1. Volunteer at a local animal shelter or park
Hands-on volunteer work is a fantastic way to increase your NEAT, or non-exercise activity thermogenesis, which is the energy you burn when you’re not engaged in conscious exercise. Volunteering to work at an animal shelter means you’ll be doing lots of hands-on work like grooming, laundry, cleaning, and walking dogs (not to mention some kitten-snuggling time).
If you’ve ever been tempted to do CrossFit, consider volunteering with a nearby city, state, or national park instead — you’ll be doing a lot of the same moves, like hauling a bag of sand around, but instead of just flipping a tire for no discernible reason, you’ll be helping beautify your community. Projects run the gamut from trail recovery and habitat restoration to river cleanup and invasive species removal, so there’s always something for everyone.
2. Clean your home — and be mindful about the fact that it’s a workout
Ok, yes, cleaning up isn’t the most exciting thing to do, but since it has to be done anyway, why not get some exercise out of it? In a fascinating study published in Psychological Science, researchers worked with a group of 84 hotel housekeepers who regularly did physical work like vacuuming, scrubbing bathrooms, and changing sheets. At the beginning of the experiment, half of the group was informed that the work they do is actually very good exercise, and were provided with evidence to back this claim up. The control group didn’t receive this information. All of the housekeepers then continued doing their jobs as normal, but a month after the experiment started, the housekeepers who had been informed of how much exercise they were actually getting started to perceive their work as exercising more, and their bodies showed results: they lost weight and body fat, had lower blood pressure, and a decreased hip-to-waist ratio. This means there’s good evidence that simply recognizing the household work you’re already doing is exercise will help you reap the benefits of having done it.
3. Get into video games (the other kind)
There are tons of video games out there that require you to be up on your feet and active in order to advance the gameplay, and we’re huge fans of this trend. Some people like dancing to the beat or running from zombies, but there are also games like Blaston, Active Arcade, and Ring Fit Adventure that are fun, challenging, and can get you moving without it feeling like a chore.

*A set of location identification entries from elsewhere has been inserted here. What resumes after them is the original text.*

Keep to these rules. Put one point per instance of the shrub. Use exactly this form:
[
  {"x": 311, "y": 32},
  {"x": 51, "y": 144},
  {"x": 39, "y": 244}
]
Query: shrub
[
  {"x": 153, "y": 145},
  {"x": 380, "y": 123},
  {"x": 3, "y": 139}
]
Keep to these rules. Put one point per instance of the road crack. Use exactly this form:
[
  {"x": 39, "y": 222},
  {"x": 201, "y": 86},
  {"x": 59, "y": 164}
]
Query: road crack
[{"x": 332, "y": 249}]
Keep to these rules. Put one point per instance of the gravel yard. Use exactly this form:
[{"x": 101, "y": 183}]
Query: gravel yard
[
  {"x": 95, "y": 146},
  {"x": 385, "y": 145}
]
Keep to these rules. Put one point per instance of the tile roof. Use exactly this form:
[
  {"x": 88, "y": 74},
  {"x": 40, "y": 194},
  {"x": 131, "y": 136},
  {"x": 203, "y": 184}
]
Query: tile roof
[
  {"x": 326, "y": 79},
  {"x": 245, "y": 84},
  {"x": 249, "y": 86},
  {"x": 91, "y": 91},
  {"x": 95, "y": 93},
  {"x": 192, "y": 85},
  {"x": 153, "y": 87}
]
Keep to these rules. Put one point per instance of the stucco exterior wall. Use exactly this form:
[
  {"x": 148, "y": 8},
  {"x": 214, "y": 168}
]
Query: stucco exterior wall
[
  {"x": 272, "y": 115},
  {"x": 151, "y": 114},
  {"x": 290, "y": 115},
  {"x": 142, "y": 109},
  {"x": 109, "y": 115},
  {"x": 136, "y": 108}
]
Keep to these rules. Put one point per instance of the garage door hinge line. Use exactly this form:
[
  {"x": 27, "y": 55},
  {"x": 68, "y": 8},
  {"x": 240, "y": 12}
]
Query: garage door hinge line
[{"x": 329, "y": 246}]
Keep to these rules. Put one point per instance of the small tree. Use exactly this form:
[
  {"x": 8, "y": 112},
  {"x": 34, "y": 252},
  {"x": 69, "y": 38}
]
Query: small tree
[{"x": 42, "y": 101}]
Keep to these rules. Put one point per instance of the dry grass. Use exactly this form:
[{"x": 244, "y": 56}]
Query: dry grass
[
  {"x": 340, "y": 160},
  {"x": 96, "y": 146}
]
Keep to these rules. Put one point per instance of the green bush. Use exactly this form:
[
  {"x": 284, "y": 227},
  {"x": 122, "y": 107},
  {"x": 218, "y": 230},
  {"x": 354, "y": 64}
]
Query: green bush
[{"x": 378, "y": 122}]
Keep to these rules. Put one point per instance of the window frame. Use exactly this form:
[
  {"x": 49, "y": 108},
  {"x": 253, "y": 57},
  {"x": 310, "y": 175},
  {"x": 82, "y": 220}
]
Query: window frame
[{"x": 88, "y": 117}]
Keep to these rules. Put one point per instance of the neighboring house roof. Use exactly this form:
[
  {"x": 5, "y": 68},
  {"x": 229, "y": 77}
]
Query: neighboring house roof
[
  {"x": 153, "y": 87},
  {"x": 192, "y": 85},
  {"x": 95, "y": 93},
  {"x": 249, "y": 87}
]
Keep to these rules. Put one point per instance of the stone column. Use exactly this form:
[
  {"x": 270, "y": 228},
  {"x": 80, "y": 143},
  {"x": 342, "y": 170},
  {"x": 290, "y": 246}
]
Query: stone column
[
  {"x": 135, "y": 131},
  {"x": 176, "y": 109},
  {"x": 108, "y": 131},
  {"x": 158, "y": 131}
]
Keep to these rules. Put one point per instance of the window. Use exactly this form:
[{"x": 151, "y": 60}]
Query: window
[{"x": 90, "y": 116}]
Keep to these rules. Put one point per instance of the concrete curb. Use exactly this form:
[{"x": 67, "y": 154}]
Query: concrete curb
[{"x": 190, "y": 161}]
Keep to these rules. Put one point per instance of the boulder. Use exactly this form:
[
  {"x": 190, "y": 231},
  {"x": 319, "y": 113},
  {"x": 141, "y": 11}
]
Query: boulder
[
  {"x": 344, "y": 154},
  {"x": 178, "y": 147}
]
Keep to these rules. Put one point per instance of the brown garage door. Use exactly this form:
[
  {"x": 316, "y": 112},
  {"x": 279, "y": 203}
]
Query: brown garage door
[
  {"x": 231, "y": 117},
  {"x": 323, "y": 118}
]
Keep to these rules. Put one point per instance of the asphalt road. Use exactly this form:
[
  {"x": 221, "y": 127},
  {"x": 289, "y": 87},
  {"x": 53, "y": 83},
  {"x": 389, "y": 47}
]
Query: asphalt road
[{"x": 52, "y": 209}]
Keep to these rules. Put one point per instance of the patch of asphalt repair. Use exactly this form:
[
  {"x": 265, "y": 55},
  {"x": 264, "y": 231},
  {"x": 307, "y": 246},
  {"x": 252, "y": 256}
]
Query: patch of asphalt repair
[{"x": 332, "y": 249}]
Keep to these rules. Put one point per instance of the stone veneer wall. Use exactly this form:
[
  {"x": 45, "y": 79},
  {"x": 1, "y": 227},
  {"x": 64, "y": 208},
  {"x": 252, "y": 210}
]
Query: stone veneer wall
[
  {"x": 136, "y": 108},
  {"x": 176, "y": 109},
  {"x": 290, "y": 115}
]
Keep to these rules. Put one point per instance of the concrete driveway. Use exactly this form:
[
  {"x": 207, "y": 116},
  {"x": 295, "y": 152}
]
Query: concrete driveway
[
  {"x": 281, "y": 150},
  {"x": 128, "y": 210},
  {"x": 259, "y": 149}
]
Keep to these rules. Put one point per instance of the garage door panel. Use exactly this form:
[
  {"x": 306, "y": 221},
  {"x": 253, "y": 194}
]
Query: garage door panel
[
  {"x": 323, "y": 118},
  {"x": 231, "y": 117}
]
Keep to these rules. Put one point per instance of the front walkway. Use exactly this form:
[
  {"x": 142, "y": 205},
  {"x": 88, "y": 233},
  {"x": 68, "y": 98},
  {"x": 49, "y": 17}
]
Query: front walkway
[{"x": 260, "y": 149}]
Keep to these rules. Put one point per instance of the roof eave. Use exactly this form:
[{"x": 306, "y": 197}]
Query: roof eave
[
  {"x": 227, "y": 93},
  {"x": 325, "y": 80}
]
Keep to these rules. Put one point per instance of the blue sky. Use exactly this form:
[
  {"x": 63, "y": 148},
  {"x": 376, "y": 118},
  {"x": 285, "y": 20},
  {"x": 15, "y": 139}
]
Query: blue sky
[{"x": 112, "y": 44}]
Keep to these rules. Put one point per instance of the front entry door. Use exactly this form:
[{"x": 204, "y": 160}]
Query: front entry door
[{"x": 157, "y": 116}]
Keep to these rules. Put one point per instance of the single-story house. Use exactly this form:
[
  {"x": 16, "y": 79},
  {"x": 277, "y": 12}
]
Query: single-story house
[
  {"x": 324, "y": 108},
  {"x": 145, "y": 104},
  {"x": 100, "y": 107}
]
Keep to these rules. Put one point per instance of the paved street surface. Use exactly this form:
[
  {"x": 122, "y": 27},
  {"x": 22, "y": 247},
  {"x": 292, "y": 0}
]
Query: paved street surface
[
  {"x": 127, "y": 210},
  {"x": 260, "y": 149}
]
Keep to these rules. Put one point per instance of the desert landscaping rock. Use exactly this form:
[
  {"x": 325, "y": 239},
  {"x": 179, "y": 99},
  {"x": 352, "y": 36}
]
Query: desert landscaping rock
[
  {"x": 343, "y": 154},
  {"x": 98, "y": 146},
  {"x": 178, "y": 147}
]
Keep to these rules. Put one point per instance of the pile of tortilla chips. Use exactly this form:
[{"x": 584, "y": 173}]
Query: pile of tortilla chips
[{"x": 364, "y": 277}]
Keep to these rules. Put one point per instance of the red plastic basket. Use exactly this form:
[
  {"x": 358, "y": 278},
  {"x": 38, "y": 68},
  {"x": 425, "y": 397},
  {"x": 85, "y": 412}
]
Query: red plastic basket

4. Turn your next meeting into a walking meeting
Walking is probably the easiest, least expensive of all exercises. You don’t have to join a gym, own any specialty equipment, or go someplace out of the way. Many people don’t associate walking with exercise because it’s something you do every day, but this activity actually has tremendous benefits, such as reduced anxiety, cardiovascular improvements, leg muscle tone, reduced belly fat, and improved sleep quality.
“Walking is one of the most fundamental human movements,” says Marisa Chaela, CPT. “Being able to do the movement comfortably has a far greater impact on your life and health than learning a fancy new exercise.”
Simply put, walking offers much more than calories burned. So the next time you have to take a call at work and you can turn the camera off, consider doing it while going on a walk. You can enjoy the health benefits of walking (and make noncommittal noises about “circling back on that” simultaneously).
5. Try out a standing desk
Since many of us now have a remote or hybrid working schedule, we’re prone to sitting for long periods of time without even thinking about it — or getting up for more than the occasional coffee break. This negatively impacts our posture and mobility, and can have serious long-term health consequences. Standing desks naturally help you burn more calories, but standing up for part of the workday comes with other benefits we don’t think about like better productivity, too.